Размер шрифта
-
+

Хулиганский Роман (в одном, охренеть каком длинном письме про совсем краткую жизнь), или …а так и текём тут себе, да… - стр. 28

Чуть не забыл – в первую очередь, до всех украшений, по веткам ёлки раскладывались маленькие лампочки на тонких проводах, которые спускались под ватный сугроб рядом с ёлочной крестовиной, где за спиною Деда Мороза притаилась тяжёлая коробка трансформатора, который смастерил папа, чтобы среди игрушек мигали разноцветные огоньки…

И маску медведя на детсадовский утренник тоже он сделал.

Мама ему рассказала как надо делать и папа принёс с работы какую-то особую глину, и слепил из неё морду на фанерном куске.

Фанеру с торчащим кверху носом морды оставили ночевать на табурете возле отопительного радиатора под кухонным окном, а когда глина высохла, папа покрыл её марлей и клочками размоченных в воде газет, в несколько слоёв.

Через день-два морда высохла и затвердела, глину выбросили и осталась маска из папье-маше с дырочками для глаз.
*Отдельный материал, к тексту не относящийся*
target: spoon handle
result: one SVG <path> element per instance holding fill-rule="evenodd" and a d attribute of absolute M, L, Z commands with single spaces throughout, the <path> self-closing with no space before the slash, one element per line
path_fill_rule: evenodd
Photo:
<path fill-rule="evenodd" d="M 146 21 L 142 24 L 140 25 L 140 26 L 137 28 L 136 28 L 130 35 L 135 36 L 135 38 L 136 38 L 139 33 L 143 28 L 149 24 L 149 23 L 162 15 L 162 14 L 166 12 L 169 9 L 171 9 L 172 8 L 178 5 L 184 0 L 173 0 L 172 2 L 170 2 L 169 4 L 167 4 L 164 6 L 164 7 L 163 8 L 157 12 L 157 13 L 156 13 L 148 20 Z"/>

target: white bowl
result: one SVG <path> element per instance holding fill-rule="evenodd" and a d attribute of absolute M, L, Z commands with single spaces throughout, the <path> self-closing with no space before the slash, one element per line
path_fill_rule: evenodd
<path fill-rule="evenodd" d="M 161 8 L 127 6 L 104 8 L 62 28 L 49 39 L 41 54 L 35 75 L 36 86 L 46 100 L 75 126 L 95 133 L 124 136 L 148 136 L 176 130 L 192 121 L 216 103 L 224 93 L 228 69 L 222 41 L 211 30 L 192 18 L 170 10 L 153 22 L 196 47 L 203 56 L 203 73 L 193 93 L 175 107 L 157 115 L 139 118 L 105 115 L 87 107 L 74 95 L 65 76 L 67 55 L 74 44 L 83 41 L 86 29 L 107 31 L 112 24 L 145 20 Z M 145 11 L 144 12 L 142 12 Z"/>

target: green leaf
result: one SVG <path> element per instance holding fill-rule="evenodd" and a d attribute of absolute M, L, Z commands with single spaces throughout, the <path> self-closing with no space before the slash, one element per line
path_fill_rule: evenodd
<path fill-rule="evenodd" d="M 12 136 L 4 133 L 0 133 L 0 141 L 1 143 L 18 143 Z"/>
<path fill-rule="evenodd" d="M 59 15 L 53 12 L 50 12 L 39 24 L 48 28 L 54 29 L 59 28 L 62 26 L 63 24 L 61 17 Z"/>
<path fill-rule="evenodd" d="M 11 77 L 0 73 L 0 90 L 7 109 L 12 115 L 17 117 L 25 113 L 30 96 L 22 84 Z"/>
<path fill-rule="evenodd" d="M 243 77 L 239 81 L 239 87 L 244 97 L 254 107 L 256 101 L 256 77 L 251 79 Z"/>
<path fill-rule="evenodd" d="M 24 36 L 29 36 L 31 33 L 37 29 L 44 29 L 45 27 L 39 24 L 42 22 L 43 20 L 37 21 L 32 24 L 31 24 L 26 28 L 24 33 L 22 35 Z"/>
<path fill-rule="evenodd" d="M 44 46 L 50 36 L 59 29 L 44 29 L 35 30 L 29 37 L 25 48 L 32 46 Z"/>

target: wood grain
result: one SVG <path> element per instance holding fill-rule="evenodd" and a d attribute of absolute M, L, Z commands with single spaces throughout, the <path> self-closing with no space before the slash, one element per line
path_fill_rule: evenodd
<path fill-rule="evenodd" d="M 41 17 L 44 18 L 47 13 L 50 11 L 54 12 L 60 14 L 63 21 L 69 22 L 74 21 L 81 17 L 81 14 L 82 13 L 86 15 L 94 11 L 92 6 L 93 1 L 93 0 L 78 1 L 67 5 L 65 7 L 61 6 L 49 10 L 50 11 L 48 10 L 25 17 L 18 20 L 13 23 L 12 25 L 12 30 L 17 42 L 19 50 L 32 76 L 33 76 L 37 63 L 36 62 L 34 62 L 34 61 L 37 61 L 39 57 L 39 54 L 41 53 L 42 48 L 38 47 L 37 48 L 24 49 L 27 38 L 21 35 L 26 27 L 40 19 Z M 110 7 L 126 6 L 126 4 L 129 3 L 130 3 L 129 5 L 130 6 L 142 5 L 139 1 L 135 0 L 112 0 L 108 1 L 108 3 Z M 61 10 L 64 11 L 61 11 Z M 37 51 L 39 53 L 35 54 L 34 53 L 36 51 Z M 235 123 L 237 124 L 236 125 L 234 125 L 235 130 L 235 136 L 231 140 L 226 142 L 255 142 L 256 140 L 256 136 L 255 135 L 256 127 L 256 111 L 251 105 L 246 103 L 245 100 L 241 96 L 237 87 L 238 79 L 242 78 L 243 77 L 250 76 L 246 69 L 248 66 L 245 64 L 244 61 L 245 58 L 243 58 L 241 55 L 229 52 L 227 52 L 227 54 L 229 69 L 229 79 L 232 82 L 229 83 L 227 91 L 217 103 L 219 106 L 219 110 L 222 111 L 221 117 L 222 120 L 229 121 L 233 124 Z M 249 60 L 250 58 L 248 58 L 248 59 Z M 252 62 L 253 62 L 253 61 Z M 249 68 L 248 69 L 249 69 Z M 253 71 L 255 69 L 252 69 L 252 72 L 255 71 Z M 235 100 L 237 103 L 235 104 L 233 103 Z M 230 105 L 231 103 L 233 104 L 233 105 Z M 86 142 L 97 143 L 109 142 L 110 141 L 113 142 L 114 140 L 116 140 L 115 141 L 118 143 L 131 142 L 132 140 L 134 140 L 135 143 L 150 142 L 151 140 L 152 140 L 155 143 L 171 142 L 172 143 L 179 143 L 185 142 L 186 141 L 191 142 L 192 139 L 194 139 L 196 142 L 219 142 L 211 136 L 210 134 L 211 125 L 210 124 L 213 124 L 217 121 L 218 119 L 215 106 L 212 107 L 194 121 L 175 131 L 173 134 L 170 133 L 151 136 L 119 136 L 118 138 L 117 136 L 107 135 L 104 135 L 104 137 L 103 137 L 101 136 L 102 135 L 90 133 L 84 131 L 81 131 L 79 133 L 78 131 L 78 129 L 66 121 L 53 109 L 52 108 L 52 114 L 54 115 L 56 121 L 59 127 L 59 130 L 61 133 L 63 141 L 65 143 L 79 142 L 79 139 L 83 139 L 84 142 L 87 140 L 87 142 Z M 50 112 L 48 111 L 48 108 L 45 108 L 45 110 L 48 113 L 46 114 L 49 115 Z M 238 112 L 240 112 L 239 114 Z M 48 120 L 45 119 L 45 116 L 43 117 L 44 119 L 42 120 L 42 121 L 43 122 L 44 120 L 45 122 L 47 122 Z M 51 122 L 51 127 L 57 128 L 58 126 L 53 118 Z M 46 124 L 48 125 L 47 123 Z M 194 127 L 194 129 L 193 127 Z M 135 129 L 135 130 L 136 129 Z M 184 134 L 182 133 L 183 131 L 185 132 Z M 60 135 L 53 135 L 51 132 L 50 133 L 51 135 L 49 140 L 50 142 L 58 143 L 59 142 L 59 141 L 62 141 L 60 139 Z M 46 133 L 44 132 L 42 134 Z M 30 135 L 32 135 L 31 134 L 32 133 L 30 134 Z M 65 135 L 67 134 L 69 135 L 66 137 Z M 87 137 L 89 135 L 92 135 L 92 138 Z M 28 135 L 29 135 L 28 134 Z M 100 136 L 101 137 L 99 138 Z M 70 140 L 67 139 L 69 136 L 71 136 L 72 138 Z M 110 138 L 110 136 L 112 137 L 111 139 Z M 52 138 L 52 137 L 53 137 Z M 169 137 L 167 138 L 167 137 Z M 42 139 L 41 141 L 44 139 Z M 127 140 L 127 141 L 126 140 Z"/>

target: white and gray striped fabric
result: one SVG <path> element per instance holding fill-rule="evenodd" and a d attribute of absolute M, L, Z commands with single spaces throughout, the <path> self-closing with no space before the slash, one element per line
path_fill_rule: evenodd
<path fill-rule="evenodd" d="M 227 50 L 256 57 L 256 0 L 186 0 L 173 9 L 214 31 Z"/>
Её покрасили коричневой акварельной краской и мама пошила мне костюм из коричневого сатина – шаровары вместе с курточкой, через которую они и одевались, так что на утреннике мне уже не завидно было смотреть на трёх дровосеков с картонными топориками через плечо, которые мне так понравились на репетициях.

( … до сих пор акварельные краски пахнут мне Новым годом; а может наоборот – точно не могу определиться…)

А когда в детскую приносили разобранную родительскую кровать из их комнаты, значит вечером туда внесут столы от соседей и там соберутся гости.

Будет шумно и гамно, все будут громко говорить, а пенсионер Морозов рассказывать, что в молодости он за семнадцать вёрст грёб вёслами в лодке на свидание, и кто-то скажет, что значит оно того стоило и все будут долго хохотать и танцевать под пластинки на проигрывателе, и снова садиться за стол, чтоб вразнобой и громко говорить друг другу не поймёшь что, а мама запоёт про огни на улицах Саратова и веки её осоловело наползут на глаза.

Мне станет стыдно, я заберусь к ней на колени и скажу: «Мама, не надо больше петь, не пей!», а она засмеётся и скажет, что уже не пьёт, отодвинет свой стаканчик и будет петь дальше.

Потом гости будут долго расходиться и уносить столы, а меня отправят в детскую, где Сашка уже спит, а Наташка нет.

На кухне будет позвякивать посуда, которую моют бабушка с мамой, а потом в нашей комнате ненадолго включат свет, чтобы забрать кровать родителей…


Ещё мама ходила на самодеятельность в Дом офицеров.

Я знал, что это далеко, потому что пару раз родители брали меня туда в кино, на зависть Сашке с Наташкой.

Но один раз в киножурнале «Новости дня», который показывают перед каждым фильмом, меня напугали кадры про фашистские концлагеря с бульдозерами, которые заталкивают в длинный ров трупы людей и уминают их там, чтобы вошло побольше.

Мама велела мне зажмуриться и потом меня уже не брали в кино.

Зато папа взял меня на концерт маминой самодеятельности.

Там пели под баян и что-то долго рассказывали и зал хлопал, а я всё ждал и не мог дождаться когда же будет мама.

И наконец, когда на сцену вышли танцевать много тёть в одинаковых длинных юбках и дяденьки в сапогах, папа сказал: «Ну, вот и твоя мамочка!», а я никак не мог разглядеть где же она, пока папа ещё раз не показал, и тогда я уже смотрел только на неё, чтобы не потерять.

Если б не такое пристальное внимание, то может я и пропустил бы тот самый момент, что на долгие годы, зашёл в меня как заноза, которую никак не вытащить, а просто надо не бередить и не надавливать то место, где она застряла.